Intervista a Queen Furietta: Vita tra streaming e videogiochi
Intervista a Queen Furietta: Vita tra streaming e videogiochi
Qual è stato il gioco che ti ha “salvata” e in che modo ti ha aiutata a superare il tuo periodo difficile?
Il gioco che mi ha salvata? Non proprio il gioco ma tutto il contesto e ciò che si è creato
attorno ad un gioco, come amici, appuntamenti per giocare fino a tardi , e poi diverse
community fino ad arrivare alla creazione della mia community.

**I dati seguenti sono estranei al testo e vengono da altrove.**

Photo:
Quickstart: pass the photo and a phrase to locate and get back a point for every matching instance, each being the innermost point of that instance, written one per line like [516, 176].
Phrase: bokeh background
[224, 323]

Vivevo una brutta depressione, quelle dal quale non vedi un ritorno. In ordine cronologico, avevo problemi di
mobbing sul lavoro con di mezzo avvocati, poi il lutto di mia madre e successivamente una convivenza con il mio ex fidanzato finita malissimo . Per me giocare a cod era come staccare da tutto per quanto tossico quel gioco possa essere. Ma almeno riusciva a distrarmi.
Come hai deciso di iniziare a streammare e cosa hai provato durante le tue prime live?
Ho iniziato a streammare per gioco con degli amici , ero in malattia a casa, dalla depressione
avevo sviluppato la paura di uscire di casa e di stare in mezzo alle persone. Streammare mi
ha aiutato a stare di nuovo in mezzo alla gente e mi sono abituata di nuovo a stare in
compagnia. Ho iniziato per gioco, ma non pensavo di raggiungere questi traguardi .
Sono molto felice di cosa sto costruendo e lo sto facnedo con tanto sacrificio e chi mi conosce sa
di cosa parlo .
Che ruolo ha avuto Cesare, il tuo bulldog francese, nel creare l’atmosfera unica delle tue dirette?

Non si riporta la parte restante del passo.